Objective: To compare verbal fluency scores derived from manual transcriptions to those obtained using automatic speech recognition enhanced with machine learning classifiers.
Methods: Using Amazon Web Services, we automatically transcribed verbal fluency recordings from 1400 individuals who performed both animal and letter F verbal fluency tasks. We manually adjusted timings and contents of the automatic transcriptions to obtain "gold standard" transcriptions. To make automatic scoring possible, we trained machine learning classifiers to discern between valid and invalid utterances.
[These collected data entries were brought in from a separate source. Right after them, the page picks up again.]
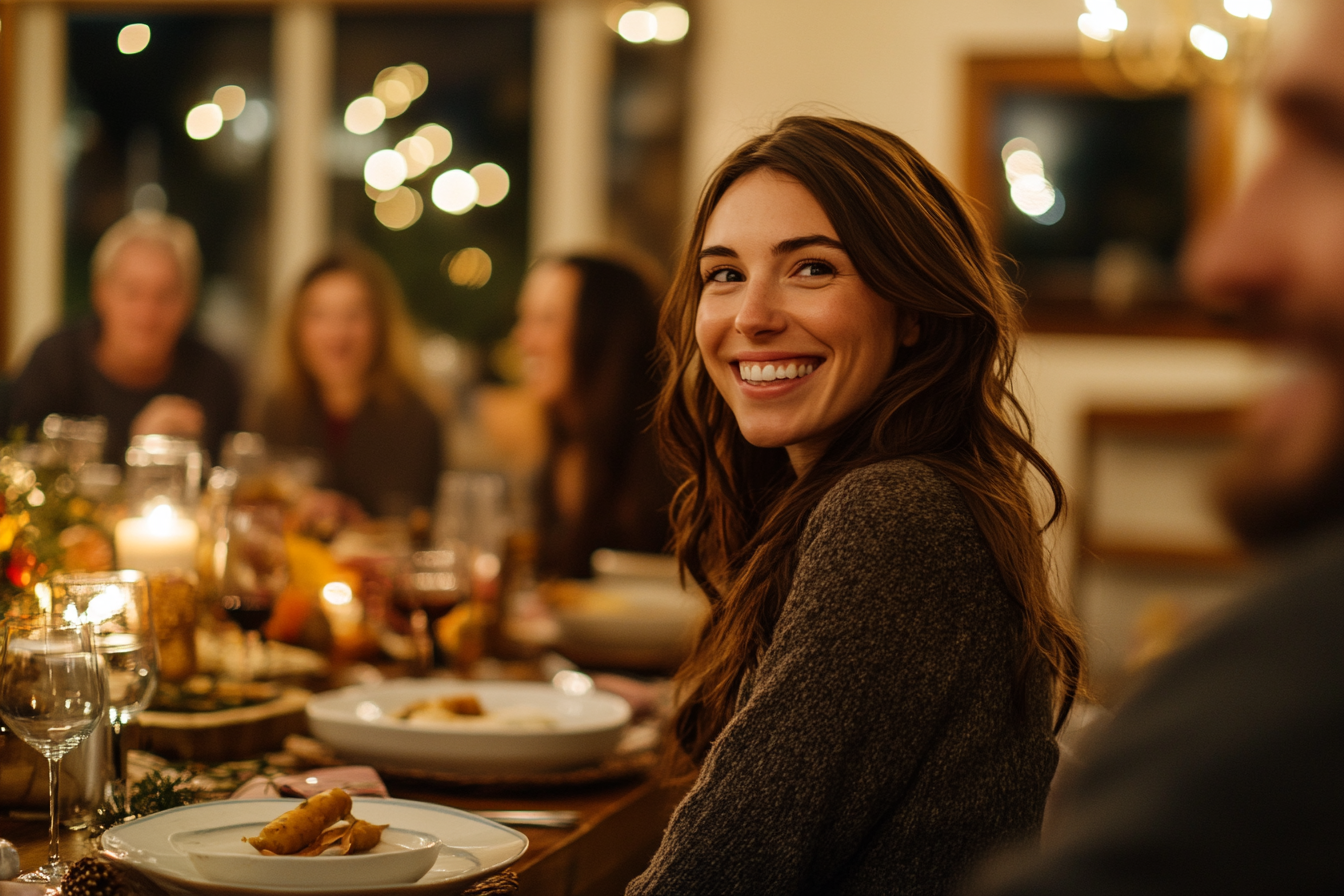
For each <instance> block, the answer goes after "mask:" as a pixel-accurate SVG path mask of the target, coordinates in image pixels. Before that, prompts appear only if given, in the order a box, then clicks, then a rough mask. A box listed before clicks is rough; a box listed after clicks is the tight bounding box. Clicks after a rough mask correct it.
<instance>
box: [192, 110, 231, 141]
mask: <svg viewBox="0 0 1344 896" xmlns="http://www.w3.org/2000/svg"><path fill="white" fill-rule="evenodd" d="M223 126H224V113H223V111H222V110H220V109H219V106H216V105H215V103H212V102H203V103H200V105H199V106H195V107H194V109H192V110H191V111H188V113H187V136H188V137H191V138H192V140H210V138H211V137H214V136H215V134H218V133H219V129H220V128H223Z"/></svg>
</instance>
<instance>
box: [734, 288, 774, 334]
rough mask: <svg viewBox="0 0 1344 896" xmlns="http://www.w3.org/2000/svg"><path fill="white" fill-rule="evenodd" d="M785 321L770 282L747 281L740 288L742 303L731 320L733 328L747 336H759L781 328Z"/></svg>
mask: <svg viewBox="0 0 1344 896" xmlns="http://www.w3.org/2000/svg"><path fill="white" fill-rule="evenodd" d="M785 322H786V321H785V316H784V310H782V309H781V308H780V302H778V294H777V290H775V289H774V287H773V286H771V283H769V282H767V281H765V279H755V281H749V282H747V285H746V289H743V290H742V305H741V306H739V308H738V313H737V317H735V318H734V321H732V325H734V329H737V330H738V332H739V333H742V334H743V336H747V337H759V336H769V334H771V333H777V332H780V330H782V329H784V328H785Z"/></svg>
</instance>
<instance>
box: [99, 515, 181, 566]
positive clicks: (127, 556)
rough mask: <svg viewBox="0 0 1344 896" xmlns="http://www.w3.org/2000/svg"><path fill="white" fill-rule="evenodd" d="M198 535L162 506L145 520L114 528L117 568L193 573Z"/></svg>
mask: <svg viewBox="0 0 1344 896" xmlns="http://www.w3.org/2000/svg"><path fill="white" fill-rule="evenodd" d="M199 540H200V531H199V529H198V528H196V524H195V523H194V521H192V520H184V519H181V517H180V516H177V513H176V512H175V510H173V509H172V508H171V506H168V505H165V504H163V505H159V506H156V508H155V509H153V510H151V512H149V514H148V516H142V517H130V519H126V520H122V521H121V523H118V524H117V532H116V541H117V567H118V568H121V570H140V571H141V572H157V571H159V570H173V568H177V570H195V568H196V543H198V541H199Z"/></svg>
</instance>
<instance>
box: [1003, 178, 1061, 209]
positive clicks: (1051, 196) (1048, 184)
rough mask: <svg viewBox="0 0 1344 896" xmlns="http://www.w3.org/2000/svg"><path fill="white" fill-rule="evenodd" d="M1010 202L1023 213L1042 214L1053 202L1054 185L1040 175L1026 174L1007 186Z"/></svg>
mask: <svg viewBox="0 0 1344 896" xmlns="http://www.w3.org/2000/svg"><path fill="white" fill-rule="evenodd" d="M1009 195H1011V196H1012V204H1013V206H1016V207H1017V210H1019V211H1020V212H1021V214H1024V215H1031V216H1032V218H1035V216H1036V215H1044V214H1046V212H1047V211H1050V207H1051V206H1054V204H1055V188H1054V185H1052V184H1051V183H1050V181H1048V180H1046V179H1044V177H1042V176H1040V175H1027V176H1025V177H1019V179H1017V180H1015V181H1013V184H1012V187H1011V188H1009Z"/></svg>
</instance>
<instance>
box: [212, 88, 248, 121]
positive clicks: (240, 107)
mask: <svg viewBox="0 0 1344 896" xmlns="http://www.w3.org/2000/svg"><path fill="white" fill-rule="evenodd" d="M212 102H214V103H215V105H216V106H219V111H220V114H223V117H224V121H233V120H234V118H237V117H238V116H241V114H243V107H245V106H246V105H247V93H246V91H245V90H243V89H242V87H239V86H238V85H224V86H223V87H220V89H219V90H216V91H215V95H214V98H212Z"/></svg>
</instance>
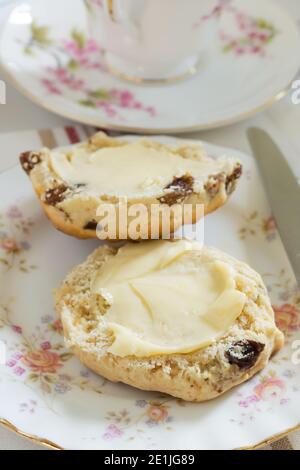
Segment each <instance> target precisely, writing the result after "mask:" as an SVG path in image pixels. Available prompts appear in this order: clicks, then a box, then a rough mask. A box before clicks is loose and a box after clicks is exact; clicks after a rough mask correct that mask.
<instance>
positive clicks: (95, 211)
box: [20, 132, 242, 240]
mask: <svg viewBox="0 0 300 470" xmlns="http://www.w3.org/2000/svg"><path fill="white" fill-rule="evenodd" d="M20 162H21V165H22V168H23V169H24V171H25V172H26V173H27V174H28V175H29V177H30V179H31V182H32V184H33V187H34V190H35V192H36V194H37V196H38V198H39V200H40V202H41V205H42V207H43V209H44V211H45V213H46V215H47V216H48V217H49V219H50V220H51V221H52V222H53V224H54V225H55V226H56V228H58V229H59V230H61V231H62V232H64V233H66V234H68V235H72V236H75V237H78V238H96V237H98V238H100V237H102V239H106V240H119V239H125V240H126V239H132V240H138V239H147V238H154V239H156V238H161V237H165V236H166V233H165V231H168V230H169V231H170V233H173V232H175V231H176V230H177V229H179V228H180V227H181V226H182V225H184V224H185V223H188V224H190V223H195V222H196V221H197V220H198V219H199V218H200V217H201V215H203V214H207V213H209V212H212V211H214V210H216V209H217V208H218V207H220V206H222V205H223V204H224V203H225V202H226V200H227V198H228V196H229V195H230V194H231V193H232V192H233V191H234V189H235V187H236V183H237V181H238V179H239V178H240V176H241V173H242V167H241V164H240V163H239V162H238V161H236V160H234V159H230V158H225V157H222V158H219V159H214V158H210V157H208V156H207V155H206V154H205V152H204V150H203V148H202V147H201V146H199V145H197V144H190V143H186V144H181V145H178V146H169V145H163V144H161V143H158V142H157V141H152V140H148V139H140V140H135V141H131V140H125V139H124V140H121V139H115V138H111V137H109V136H107V135H106V134H105V133H103V132H99V133H97V134H95V135H94V136H93V137H91V138H90V139H89V140H88V141H86V142H83V143H80V144H76V145H73V146H69V147H64V148H57V149H54V150H52V151H51V150H49V149H47V148H44V149H42V150H40V151H31V152H25V153H23V154H22V155H21V156H20ZM187 205H189V208H190V209H191V210H190V211H189V212H188V211H186V212H184V210H183V209H186V207H187ZM199 207H201V208H202V210H198V209H199ZM196 208H197V210H196ZM124 211H125V212H124ZM121 213H122V214H123V215H122V214H121ZM124 213H125V214H126V216H125V217H124ZM120 214H121V215H120ZM183 214H184V216H183ZM134 222H136V223H135V225H134ZM165 222H167V223H166V224H165ZM133 226H134V227H133ZM132 228H133V229H132ZM99 231H100V232H101V233H100V235H99ZM103 234H104V236H103Z"/></svg>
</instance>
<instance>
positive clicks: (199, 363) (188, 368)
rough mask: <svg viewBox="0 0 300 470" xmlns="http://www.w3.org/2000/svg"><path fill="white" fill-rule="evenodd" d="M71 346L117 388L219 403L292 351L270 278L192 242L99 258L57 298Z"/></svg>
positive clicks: (62, 285) (166, 241) (58, 307)
mask: <svg viewBox="0 0 300 470" xmlns="http://www.w3.org/2000/svg"><path fill="white" fill-rule="evenodd" d="M56 308H57V311H58V313H59V315H60V317H61V320H62V323H63V328H64V334H65V339H66V344H67V345H68V347H70V348H71V349H72V350H73V351H74V353H75V354H76V355H77V356H78V357H79V359H80V360H81V361H82V362H83V363H84V364H86V366H88V367H89V368H91V369H92V370H94V371H95V372H97V373H99V374H101V375H102V376H104V377H106V378H107V379H110V380H112V381H120V382H124V383H126V384H129V385H133V386H135V387H138V388H140V389H143V390H155V391H160V392H163V393H168V394H170V395H173V396H175V397H178V398H182V399H184V400H189V401H204V400H209V399H212V398H214V397H217V396H218V395H220V394H222V393H224V392H226V391H227V390H229V389H230V388H232V387H234V386H235V385H237V384H240V383H241V382H244V381H246V380H248V379H249V378H250V377H252V376H253V375H254V374H255V373H257V372H258V371H259V370H261V369H262V368H263V367H265V365H266V364H267V362H268V360H269V358H270V356H271V355H272V354H273V353H274V352H276V351H277V350H279V349H280V348H281V347H282V345H283V335H282V333H281V332H280V331H279V330H278V329H277V327H276V325H275V322H274V313H273V310H272V307H271V304H270V300H269V297H268V294H267V291H266V288H265V286H264V284H263V282H262V279H261V277H260V276H259V275H258V274H257V273H256V272H255V271H253V270H252V269H251V268H250V267H249V266H248V265H246V264H244V263H242V262H240V261H237V260H236V259H234V258H231V257H230V256H228V255H226V254H224V253H222V252H220V251H217V250H215V249H213V248H202V247H201V246H200V245H199V244H198V243H197V242H194V241H188V240H178V241H173V242H171V241H165V240H160V241H150V242H142V243H138V244H132V243H129V244H127V245H125V246H124V247H122V248H120V249H113V248H109V247H107V246H105V247H101V248H99V249H98V250H96V251H95V252H94V253H93V254H92V255H91V256H90V257H89V258H88V259H87V261H86V262H85V263H84V264H82V265H81V266H78V267H77V268H75V269H74V270H73V271H72V272H71V273H70V274H69V276H68V277H67V279H66V280H65V281H64V283H63V284H62V286H61V287H60V289H59V290H58V291H57V293H56Z"/></svg>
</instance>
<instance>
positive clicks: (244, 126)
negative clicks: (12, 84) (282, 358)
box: [0, 0, 300, 450]
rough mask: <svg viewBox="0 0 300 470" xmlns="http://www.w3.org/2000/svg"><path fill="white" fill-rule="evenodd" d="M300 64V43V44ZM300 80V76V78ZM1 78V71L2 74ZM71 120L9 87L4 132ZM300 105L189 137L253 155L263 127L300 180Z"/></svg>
mask: <svg viewBox="0 0 300 470" xmlns="http://www.w3.org/2000/svg"><path fill="white" fill-rule="evenodd" d="M274 1H277V2H278V3H280V4H282V5H283V6H285V7H286V8H288V9H289V10H290V11H291V13H292V15H293V17H294V18H296V19H297V21H298V23H299V27H300V2H299V0H274ZM9 3H14V2H13V1H11V2H9V0H0V31H1V23H2V22H3V19H4V18H5V16H6V14H7V12H8V10H9V5H8V6H7V4H9ZM299 63H300V44H299ZM299 78H300V77H299ZM0 79H1V72H0ZM67 123H68V121H67V120H65V119H62V118H60V117H58V116H55V115H54V114H50V113H48V112H47V111H44V110H42V109H41V108H39V107H37V106H35V105H34V104H32V103H31V102H30V101H28V100H27V99H26V98H24V97H23V96H21V95H20V94H19V93H18V92H17V91H15V90H14V89H13V88H12V87H11V86H10V85H9V84H7V104H6V105H5V106H3V105H1V106H0V132H1V133H4V132H11V131H16V130H25V129H31V128H32V129H41V128H49V127H59V126H62V125H66V124H67ZM299 123H300V105H295V104H293V103H292V99H291V93H290V94H289V96H287V97H286V98H285V99H284V100H283V101H281V102H280V103H277V104H276V105H274V106H273V107H272V108H271V109H270V110H268V111H266V112H264V113H263V114H260V115H259V116H256V117H254V118H252V119H249V120H248V121H246V122H243V123H240V124H235V125H233V126H229V127H226V128H222V129H218V130H213V131H207V132H203V133H201V134H200V133H196V134H191V135H189V137H192V138H201V139H203V140H207V141H210V142H212V143H215V144H219V145H221V146H228V147H235V148H237V149H239V150H241V151H245V152H249V151H250V148H249V144H248V142H247V139H246V135H245V130H246V129H247V128H248V127H249V126H251V125H255V126H262V127H264V128H265V129H267V130H268V131H269V132H270V133H271V134H272V135H273V137H274V138H275V140H277V142H278V143H279V144H280V146H281V148H282V149H283V151H284V152H285V155H286V156H287V158H288V160H289V162H290V164H291V166H292V168H293V170H294V172H295V174H296V175H297V177H298V179H299V180H300V132H299ZM16 161H17V155H15V156H14V158H13V157H12V156H10V155H0V171H2V170H4V169H5V168H9V167H11V166H13V165H14V164H15V163H16ZM2 449H3V450H4V449H26V450H29V449H31V450H34V449H40V447H39V446H37V445H35V444H33V443H31V442H29V441H26V440H24V439H22V438H20V437H19V436H16V435H14V434H13V433H11V432H10V431H8V430H6V429H3V428H1V427H0V450H2ZM266 449H267V450H272V449H273V450H282V449H300V432H298V433H294V434H293V435H292V436H289V438H285V439H283V440H281V441H279V442H277V443H274V444H272V445H271V446H268V447H267V448H266Z"/></svg>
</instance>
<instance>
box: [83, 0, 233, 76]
mask: <svg viewBox="0 0 300 470" xmlns="http://www.w3.org/2000/svg"><path fill="white" fill-rule="evenodd" d="M85 1H86V3H87V5H88V16H89V24H90V29H91V34H92V37H93V38H94V39H95V40H96V41H97V42H98V43H99V44H100V46H101V47H102V48H103V50H104V51H105V58H106V62H107V66H108V68H109V70H110V71H111V72H113V73H115V74H117V75H119V76H121V77H123V78H127V79H131V80H135V81H144V80H150V81H155V80H158V81H161V80H163V81H164V80H166V81H171V80H175V79H178V78H182V77H185V76H186V75H188V74H190V73H195V71H196V70H197V65H198V64H199V62H200V60H201V57H202V55H203V53H204V52H205V51H207V49H208V48H209V47H210V46H211V45H212V44H213V43H215V42H216V37H217V25H218V21H219V17H220V13H221V11H222V9H223V8H224V6H225V4H226V3H228V2H229V1H230V0H85Z"/></svg>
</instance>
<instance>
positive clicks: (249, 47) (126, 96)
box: [0, 0, 300, 134]
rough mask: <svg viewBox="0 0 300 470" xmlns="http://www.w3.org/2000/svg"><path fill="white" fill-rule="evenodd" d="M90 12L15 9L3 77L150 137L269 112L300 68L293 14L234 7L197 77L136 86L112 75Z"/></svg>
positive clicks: (34, 96) (61, 111)
mask: <svg viewBox="0 0 300 470" xmlns="http://www.w3.org/2000/svg"><path fill="white" fill-rule="evenodd" d="M49 4H50V3H49ZM85 5H86V4H85V2H83V1H82V0H65V1H64V12H68V11H70V12H72V14H69V15H68V14H65V13H64V14H62V8H61V1H60V0H52V1H51V8H45V2H40V1H38V0H27V1H25V2H23V3H21V4H20V5H19V6H17V7H15V8H14V9H13V10H12V11H11V14H10V16H9V18H8V20H7V22H6V25H5V27H4V30H3V34H2V38H1V44H0V63H1V65H2V68H3V71H4V73H5V72H6V75H7V77H8V78H9V79H10V80H11V81H12V82H13V83H14V85H15V86H16V87H17V88H18V89H19V90H20V91H21V92H23V93H24V94H25V95H26V96H27V97H29V98H30V99H32V100H33V101H34V102H36V103H37V104H39V105H40V106H43V107H44V108H46V109H48V110H50V111H52V112H54V113H57V114H60V115H62V116H65V117H67V118H70V119H73V120H75V121H79V122H81V123H85V124H90V125H93V126H98V127H103V128H107V129H115V130H122V131H129V132H136V133H139V132H141V133H144V134H145V133H168V132H169V133H170V132H177V133H178V132H191V131H196V130H201V129H211V128H216V127H220V126H223V125H227V124H230V123H233V122H237V121H240V120H242V119H245V118H247V117H249V116H251V115H253V114H255V113H257V112H259V111H262V110H263V109H265V108H267V107H268V106H271V105H272V104H273V103H274V102H275V101H276V100H279V99H280V98H282V97H283V96H284V95H285V94H286V93H287V92H288V90H289V87H290V84H291V82H292V80H293V79H294V77H295V76H296V74H297V72H298V70H299V65H300V64H299V59H298V44H299V43H300V35H299V32H298V29H297V26H296V24H295V23H294V21H293V19H292V18H290V17H289V16H288V14H287V13H286V12H285V10H284V9H282V8H281V7H279V6H278V5H277V4H276V3H275V2H274V1H271V0H234V1H233V2H232V3H231V4H230V5H229V6H227V7H226V9H225V11H224V12H223V14H222V17H221V21H220V26H219V39H218V41H217V44H216V45H215V47H214V50H211V51H209V52H208V53H207V56H206V57H205V58H203V59H202V61H201V63H200V64H199V69H198V72H197V73H196V74H195V75H193V76H191V77H190V78H188V79H185V80H182V81H178V82H175V83H171V82H168V80H165V82H164V83H160V84H159V85H155V86H154V85H149V84H147V83H143V81H141V83H133V82H129V81H126V80H124V79H121V78H118V77H116V76H114V75H113V74H112V73H111V72H110V71H109V70H108V69H107V66H106V61H105V51H103V50H102V49H101V45H99V44H97V43H96V42H95V41H93V40H92V39H91V38H90V37H89V32H88V24H87V15H86V10H85V9H86V6H85ZM197 25H198V23H197V20H195V23H194V24H193V25H191V27H193V28H197Z"/></svg>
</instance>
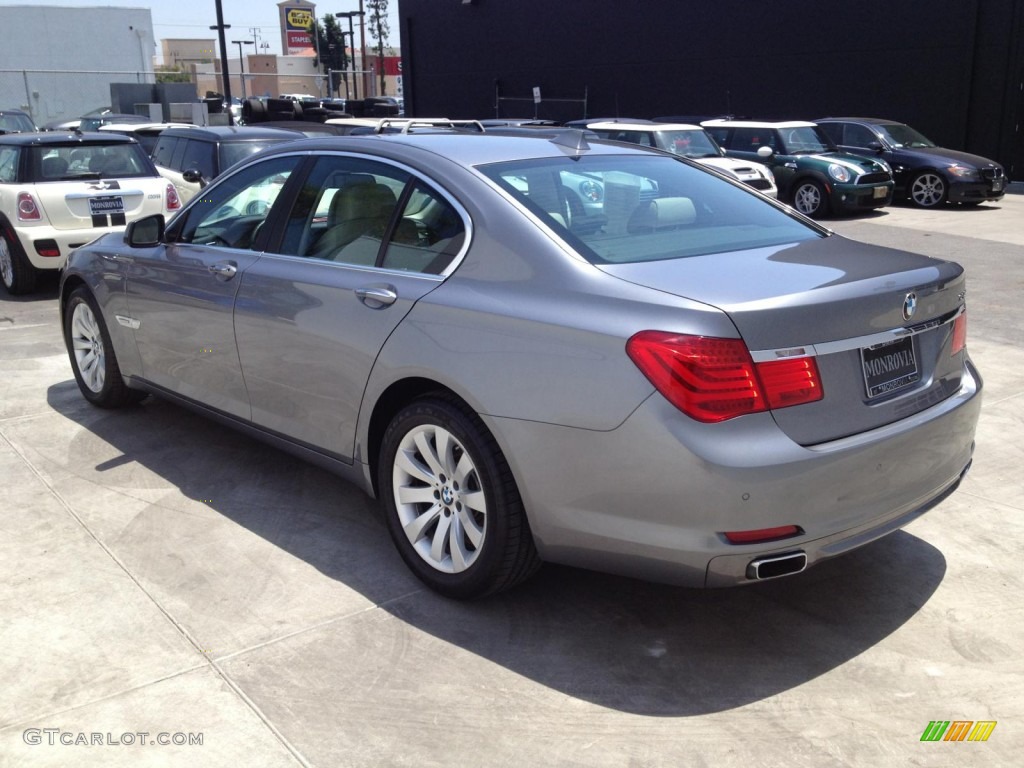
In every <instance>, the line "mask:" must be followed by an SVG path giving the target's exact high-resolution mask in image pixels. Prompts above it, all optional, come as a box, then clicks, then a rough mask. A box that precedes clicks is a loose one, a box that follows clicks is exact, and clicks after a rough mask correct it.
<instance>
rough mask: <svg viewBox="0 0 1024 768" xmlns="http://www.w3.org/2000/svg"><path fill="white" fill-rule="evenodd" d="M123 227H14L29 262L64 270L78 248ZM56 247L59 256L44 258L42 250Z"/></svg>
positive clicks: (39, 266)
mask: <svg viewBox="0 0 1024 768" xmlns="http://www.w3.org/2000/svg"><path fill="white" fill-rule="evenodd" d="M123 229H124V227H123V226H113V227H103V228H99V227H88V228H86V229H54V228H53V227H52V226H24V227H16V226H15V227H14V232H15V233H16V234H17V239H18V241H20V243H22V248H23V249H24V250H25V255H26V256H27V257H28V259H29V262H30V263H31V264H32V265H33V266H34V267H36V268H37V269H62V268H63V265H65V264H66V263H68V256H69V255H71V252H72V251H74V250H75V249H76V248H81V247H82V246H84V245H85V244H86V243H91V242H92V241H94V240H95V239H96V238H98V237H100V236H101V234H105V233H106V232H110V231H119V230H123ZM53 247H55V248H56V249H57V250H58V251H59V252H60V255H59V256H43V255H42V254H41V253H40V250H48V249H50V248H53Z"/></svg>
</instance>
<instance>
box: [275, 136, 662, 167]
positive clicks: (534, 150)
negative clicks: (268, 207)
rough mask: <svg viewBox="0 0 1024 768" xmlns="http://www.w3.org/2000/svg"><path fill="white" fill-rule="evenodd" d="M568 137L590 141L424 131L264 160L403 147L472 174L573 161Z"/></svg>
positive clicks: (305, 142) (599, 152)
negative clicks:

We then calculated and compared verbal fluency scores from the manual and automatic transcriptions.
Results: For both animal and letter fluency tasks, we achieved good separation of valid versus invalid utterances. Verbal fluency scores calculated based on automatic transcriptions showed high correlation with those calculated after manual correction.
Conclusion: Many techniques for scoring verbal fluency word lists require accurate transcriptions with word timings. We show that machine learning methods can be applied to improve off-the-shelf ASR for this purpose. These automatically derived scores may be satisfactory for some applications. Low correlations among some of the scores indicate the need for improvement in automatic speech recognition before a fully automatic approach can be reliably implemented.
Keywords: Automatic speech recognition; cognitive science; dementia; language; machine learning; verbal fluency.